父やセルゲイは密着している様子に複雑な表情をしているわ。そうよね。

 私は諦めてそのままアインス様や文官達に駅の説明をし始めた。そして領地の特産品を手土産に、と用意した物を手渡していった。

中身は野菜のピクルスやベーコンやソーセージ等。こっそり味玉なんかも作って入れてみた。

マイア様の領地は山を保有しており、鉱物や絹織物が特産品となっているの。

 私の領地では農業がメインとなっているが、今は一部研究と称して牛を育てているの。目指すは和牛。夜は邸でなんちゃって和牛のステーキを振る舞う予定になっているの。少し話がズレてしまったわね。

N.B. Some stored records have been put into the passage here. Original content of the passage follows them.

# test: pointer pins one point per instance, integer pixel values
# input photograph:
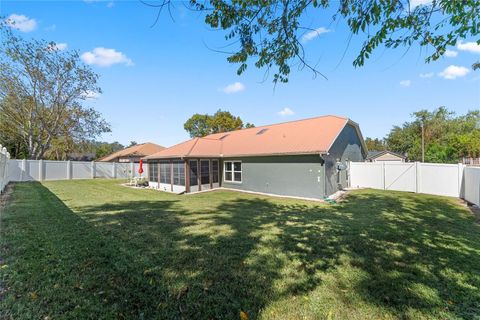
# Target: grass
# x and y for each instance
(98, 250)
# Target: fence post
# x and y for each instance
(418, 176)
(383, 176)
(24, 170)
(461, 168)
(93, 170)
(40, 170)
(69, 170)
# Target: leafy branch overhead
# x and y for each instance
(42, 90)
(270, 31)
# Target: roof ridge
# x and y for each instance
(280, 123)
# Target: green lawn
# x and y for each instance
(98, 250)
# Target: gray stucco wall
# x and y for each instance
(347, 147)
(301, 176)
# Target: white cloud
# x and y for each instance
(472, 47)
(453, 72)
(314, 33)
(416, 3)
(286, 112)
(234, 88)
(91, 95)
(451, 53)
(426, 75)
(104, 57)
(58, 46)
(21, 22)
(53, 27)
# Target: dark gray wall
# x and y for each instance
(301, 176)
(347, 147)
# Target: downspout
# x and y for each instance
(322, 156)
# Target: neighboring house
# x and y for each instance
(133, 153)
(297, 158)
(78, 156)
(385, 156)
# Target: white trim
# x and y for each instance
(233, 172)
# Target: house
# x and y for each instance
(304, 158)
(133, 153)
(384, 156)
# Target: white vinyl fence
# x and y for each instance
(471, 184)
(453, 180)
(4, 176)
(40, 170)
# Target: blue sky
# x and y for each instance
(155, 78)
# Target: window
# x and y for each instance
(165, 173)
(153, 172)
(204, 171)
(214, 171)
(233, 171)
(193, 172)
(178, 173)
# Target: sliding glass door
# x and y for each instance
(205, 174)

 駅は使い勝手が良いように街の中心部に建設された為、街の賑わいがすぐに感じ取れるようになっている。
 マイア様の育てた技術者が街に入り、中心部から急ピッチで建物の建設をしている。下水施設は重点的に取り組んでいるので臭いは気にならないはず。

景観も意識して建てるようにしたのよね。反対した者はいなかったのかって?転居させる時に上下水道を完備させた家を用意する約束をすると喜んで転居してくれたわ。駅周辺はやはり多くの店が出店して賑わっている。

王都にも負けない位なのよ?

 今馬車鉄道は王都の外側で完成させているけれど、この物流の流れを見て王都の中まで通すかもしれないわ。因みに馬車鉄道のおかげで物流が一気に良くなり、王都の市場が活性化しているそうな。

馬車鉄道も、繁盛し始めていて公爵家も我が家もホクホクなの。

 街を案内した後、侯爵邸に視察団を受け入れる。
 夕食は食堂でアインス様と文官達と一緒に特産品を使った料理を出した。これは私の前世の知識をフルに活用させて貰ったわ。大好評のようで良かった。

文官達からは料理についても質問が沢山きたわ。なんちゃって和牛については王城の晩餐会でも出せるように手配して欲しいとか。勿論アインス様も美味しいと喜んでいたわ。歓迎会も終わり、文官達は部屋へと戻ってゆく。

アインス様と父は執務室で飲み直す事になったようだ。

「お父様。では私は下がりますわ。アインス様とゆっくりお飲み下さい。」

そう言って私は父の執務室を後にする。湯浴みも終えてマリアナにお茶をお願いする。